Rulers of Vellore, India from 15th to 16th century CE

The Nayaks of Vellore were local Telugu chieftains of the Vellore principality of Vijayanagar Emperor in the 16th century CE. They were subordinates appointed as provincial governors by the Vijayanagar Emperor, who divided their entire kingdom into various Nayakships viz., Madurai, Thanjavur and Senji. Later, after the fall of the Vijayanagara's Tuluva dynasty in 1565, the other Nayaks of the Tamil region declared independence, but Vellore Nayakship continued to remain under the Aravidu Dynasty of the Vijayanagar Empire.

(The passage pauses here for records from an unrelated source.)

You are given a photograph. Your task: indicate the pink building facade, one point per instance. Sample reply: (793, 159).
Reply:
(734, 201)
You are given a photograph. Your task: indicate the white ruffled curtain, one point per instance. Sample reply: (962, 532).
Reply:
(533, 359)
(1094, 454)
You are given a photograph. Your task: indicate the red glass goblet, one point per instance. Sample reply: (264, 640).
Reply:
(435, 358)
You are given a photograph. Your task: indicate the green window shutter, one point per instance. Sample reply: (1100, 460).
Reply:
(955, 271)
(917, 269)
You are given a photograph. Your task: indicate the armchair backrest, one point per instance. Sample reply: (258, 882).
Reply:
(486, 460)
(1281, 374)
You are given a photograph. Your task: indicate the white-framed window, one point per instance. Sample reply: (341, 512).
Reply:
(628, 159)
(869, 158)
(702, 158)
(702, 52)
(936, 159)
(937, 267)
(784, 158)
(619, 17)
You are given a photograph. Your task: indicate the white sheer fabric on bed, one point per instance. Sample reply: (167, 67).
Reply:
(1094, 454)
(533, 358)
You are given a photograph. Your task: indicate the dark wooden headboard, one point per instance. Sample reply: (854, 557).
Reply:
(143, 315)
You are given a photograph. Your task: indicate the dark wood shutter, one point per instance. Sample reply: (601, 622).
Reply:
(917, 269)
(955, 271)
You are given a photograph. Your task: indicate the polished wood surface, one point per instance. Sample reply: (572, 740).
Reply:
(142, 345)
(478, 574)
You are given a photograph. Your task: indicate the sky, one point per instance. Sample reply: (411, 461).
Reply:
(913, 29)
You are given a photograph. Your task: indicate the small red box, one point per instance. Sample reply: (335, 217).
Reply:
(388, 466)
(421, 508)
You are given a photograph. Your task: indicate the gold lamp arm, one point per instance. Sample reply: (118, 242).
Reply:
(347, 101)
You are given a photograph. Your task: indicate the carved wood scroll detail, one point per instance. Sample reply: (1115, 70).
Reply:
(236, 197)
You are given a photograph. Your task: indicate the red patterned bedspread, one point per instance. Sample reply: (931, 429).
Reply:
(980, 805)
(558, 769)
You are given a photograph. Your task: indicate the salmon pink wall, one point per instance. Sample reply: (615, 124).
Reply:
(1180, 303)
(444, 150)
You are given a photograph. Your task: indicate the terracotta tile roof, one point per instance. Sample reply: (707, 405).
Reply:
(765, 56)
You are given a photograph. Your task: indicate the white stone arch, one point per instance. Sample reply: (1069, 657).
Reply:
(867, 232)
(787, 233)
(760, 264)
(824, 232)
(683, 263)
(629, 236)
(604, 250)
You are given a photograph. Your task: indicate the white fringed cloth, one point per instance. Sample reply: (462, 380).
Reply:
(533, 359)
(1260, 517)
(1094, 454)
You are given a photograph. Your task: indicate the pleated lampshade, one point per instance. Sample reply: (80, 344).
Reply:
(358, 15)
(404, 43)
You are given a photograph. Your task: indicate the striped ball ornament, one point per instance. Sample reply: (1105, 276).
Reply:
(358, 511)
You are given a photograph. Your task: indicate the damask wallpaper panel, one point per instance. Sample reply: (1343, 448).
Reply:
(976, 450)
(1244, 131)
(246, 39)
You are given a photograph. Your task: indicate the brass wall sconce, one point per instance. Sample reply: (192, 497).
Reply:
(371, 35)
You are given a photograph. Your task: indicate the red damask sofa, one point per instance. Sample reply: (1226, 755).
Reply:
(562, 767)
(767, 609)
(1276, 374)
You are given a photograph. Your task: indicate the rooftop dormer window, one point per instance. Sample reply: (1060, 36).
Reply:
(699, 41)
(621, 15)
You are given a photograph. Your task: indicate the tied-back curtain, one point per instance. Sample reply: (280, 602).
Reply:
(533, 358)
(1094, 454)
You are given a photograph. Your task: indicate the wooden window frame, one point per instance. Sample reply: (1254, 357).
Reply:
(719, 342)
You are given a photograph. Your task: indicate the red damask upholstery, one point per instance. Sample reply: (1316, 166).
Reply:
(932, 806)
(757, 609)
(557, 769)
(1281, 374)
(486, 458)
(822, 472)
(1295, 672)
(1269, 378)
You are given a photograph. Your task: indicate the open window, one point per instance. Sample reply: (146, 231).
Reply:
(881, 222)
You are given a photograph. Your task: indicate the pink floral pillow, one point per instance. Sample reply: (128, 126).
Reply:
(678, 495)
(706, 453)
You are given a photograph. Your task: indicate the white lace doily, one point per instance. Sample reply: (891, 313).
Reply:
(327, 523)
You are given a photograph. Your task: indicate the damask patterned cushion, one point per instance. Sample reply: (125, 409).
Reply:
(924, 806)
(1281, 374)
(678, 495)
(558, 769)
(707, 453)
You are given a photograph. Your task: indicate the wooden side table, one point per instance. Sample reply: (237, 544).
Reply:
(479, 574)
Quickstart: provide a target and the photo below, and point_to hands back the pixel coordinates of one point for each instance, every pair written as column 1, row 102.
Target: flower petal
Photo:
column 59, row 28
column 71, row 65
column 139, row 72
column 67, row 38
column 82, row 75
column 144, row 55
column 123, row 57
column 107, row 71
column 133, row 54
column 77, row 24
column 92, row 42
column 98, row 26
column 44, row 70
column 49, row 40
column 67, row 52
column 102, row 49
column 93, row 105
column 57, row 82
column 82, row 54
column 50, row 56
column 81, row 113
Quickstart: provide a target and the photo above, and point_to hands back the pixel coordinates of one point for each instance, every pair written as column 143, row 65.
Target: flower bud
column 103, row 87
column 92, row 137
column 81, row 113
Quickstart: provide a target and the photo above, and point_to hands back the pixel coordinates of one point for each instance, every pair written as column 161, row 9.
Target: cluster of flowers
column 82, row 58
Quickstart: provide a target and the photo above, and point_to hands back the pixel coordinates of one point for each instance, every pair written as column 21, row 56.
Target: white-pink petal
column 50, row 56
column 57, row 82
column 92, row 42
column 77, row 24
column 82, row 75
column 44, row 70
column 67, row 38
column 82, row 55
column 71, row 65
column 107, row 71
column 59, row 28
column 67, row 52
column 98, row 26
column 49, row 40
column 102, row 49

== History of the region ==
The region was under many dynasties throughout the time. It was annexed from the Pandyan Empire to the Gajapati Kingdom in the early 15th century. The southern parts of the Gajapati empire was annexed to the Vijayanagar Empire by Achyuta Deva Raya in the 1530s, and created the Nayakship of Vellore.

== List of Nayaks ==
The list of nayaks are unclear. Some of the Nayaks are:

- Chinna Bommi Reddy
- Thimma Reddy Nayak
- Lingama Nayak

=== Vellore Fort ===

The fort of Vellore was built around 1566 CE by Chinna Bommi Reddy and Thimma Reddy Nayak during this Nayakship period. The fort went on to become an important strategic position in the future.

== Rebellion ==
After the independence of the other Nayaks, Vellore also eyed for independence and Lingama Nayak revolted against the crown in 1601. One of the generals of the crown, Yachamanedu came to Vellore and defeated Lingama Nayak. This led to the end of the Nayakship, and the region went under the direct rule of the Vijayanagar King Venkata II. In 1604, the capital of the declining Vijayanagar empire was shifted to Vellore.